Si ya no soportas a ese compañero que se mueve constantemente en su silla y disfruta girándola de un lado a otro, puede que no estés "nervioso", sino que simplemente sufras de misocinesis. Como indica el estudio, este trastorno, cargado de connotaciones negativas, puede variar desde una leve molestia hasta una ansiedad debilitante. Sentimientos de frustración, irritabilidad inexplicable o picos incontrolables de estrés: la misocinesis se manifiesta de forma diferente en cada persona. Este compañero, que monopoliza tus pensamientos con su TOC contagioso, te molesta donde otros solo ven a un trabajador concentrado.
La misocinesis, a veces confundida con el trastorno por déficit de atención , no es un signo de distracción mental, sino de empatía excesiva. Según el Dr. Handy, profesor de psicología que realizó este revelador estudio, la misocinesis puede ser desencadenada por nuestras neuronas espejo, células cerebrales que regulan la empatía y nos permiten comprender las intenciones detrás de las acciones de los demás . En resumen, nuestro cerebro está tomando atajos.
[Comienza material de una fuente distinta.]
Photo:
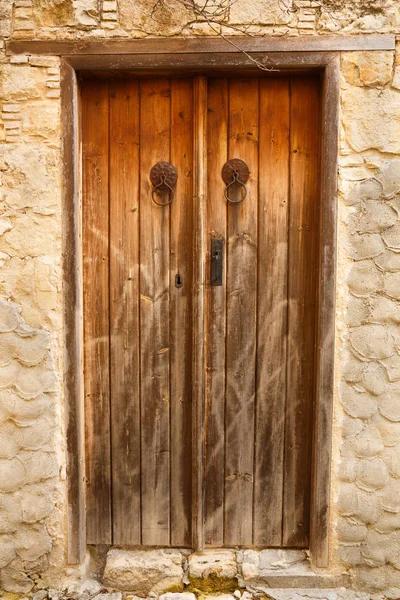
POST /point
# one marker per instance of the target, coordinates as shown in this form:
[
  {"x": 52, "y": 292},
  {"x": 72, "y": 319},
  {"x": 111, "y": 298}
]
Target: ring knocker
[
  {"x": 163, "y": 176},
  {"x": 235, "y": 172}
]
Una pierna temblorosa, dedos inquietos, una mano que se muerde el hueso entre dos tareas importantes… Estos movimientos son la manifestación física del estrés y rápidamente se contagian a nuestra mente. «Nuestras neuronas espejo nos ayudan a comprender las emociones de los demás, pero también pueden dificultar que ignoremos los movimientos repetitivos que percibimos como molestos», añade Sumeet Jaswal, coautor del estudio.
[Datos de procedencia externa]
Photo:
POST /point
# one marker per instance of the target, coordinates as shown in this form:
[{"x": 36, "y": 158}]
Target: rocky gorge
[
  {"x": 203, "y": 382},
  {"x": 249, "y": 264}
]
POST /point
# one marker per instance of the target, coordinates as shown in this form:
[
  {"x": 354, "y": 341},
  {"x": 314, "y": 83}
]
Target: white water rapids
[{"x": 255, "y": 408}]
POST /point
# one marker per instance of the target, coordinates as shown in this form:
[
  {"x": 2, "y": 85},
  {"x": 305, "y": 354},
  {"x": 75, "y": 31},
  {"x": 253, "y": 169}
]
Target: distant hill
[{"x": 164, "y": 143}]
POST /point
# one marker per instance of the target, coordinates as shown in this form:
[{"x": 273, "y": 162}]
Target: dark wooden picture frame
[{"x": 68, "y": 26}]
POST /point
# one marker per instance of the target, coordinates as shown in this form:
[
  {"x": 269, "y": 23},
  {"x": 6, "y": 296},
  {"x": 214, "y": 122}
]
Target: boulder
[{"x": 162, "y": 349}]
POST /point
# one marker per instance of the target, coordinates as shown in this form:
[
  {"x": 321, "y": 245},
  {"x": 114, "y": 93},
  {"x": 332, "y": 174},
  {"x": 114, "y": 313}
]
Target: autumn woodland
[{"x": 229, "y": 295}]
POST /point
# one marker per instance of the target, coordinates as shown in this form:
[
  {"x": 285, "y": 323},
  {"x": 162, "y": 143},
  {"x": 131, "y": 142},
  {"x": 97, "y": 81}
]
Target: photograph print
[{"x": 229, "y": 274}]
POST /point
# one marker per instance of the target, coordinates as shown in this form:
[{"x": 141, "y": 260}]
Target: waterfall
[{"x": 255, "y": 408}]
¿Qué se puede hacer para combatir la misocinesis?
No, no estás condenado a sentir rabia cada vez que tu compañero transforma su pluma en una batuta de director de orquesta. Si bien la misocinesis puede ser particularmente angustiante, existen maneras de minimizar su impacto en la vida diaria.
- El primer paso es simplemente ponerle nombre a lo que sientes. Comprender que no se trata de intolerancia gratuita ni de irritabilidad excesiva ayuda a aliviar la culpa. Tu cerebro está reaccionando a un estímulo específico, a menudo de forma automática. No es un capricho pasajero ni una rabieta en la oficina.
- A continuación, el entorno juega un papel fundamental. Si trabajas en una oficina diáfana, intenta modificar ligeramente tu campo de visión. Cambiar de asiento, ajustar el ángulo de la pantalla o instalar una mampara discreta puede reducir significativamente la exposición a estos movimientos que te distraen. A veces, unos pocos centímetros de ajuste pueden salvarte el día entero.
- Algunas personas también encuentran consuelo en los "contraestímulos". Escuchar música suave con auriculares, reproducir ruido blanco o usar audífonos, incluso sin sonido, puede crear una especie de burbuja protectora. Esto ayuda al cerebro a desviar su atención de las acciones repetitivas que monopolizan su vigilancia.
Si la simple visión de una pierna que se mueve nerviosamente te sube la presión, no significa que tus compañeros se hayan vuelto insoportables de repente. Puede que simplemente tu cerebro esté captando los movimientos del mundo que te rodea con demasiada intensidad. Una forma sutil de hipersensibilidad, a veces molesta, pero muy real.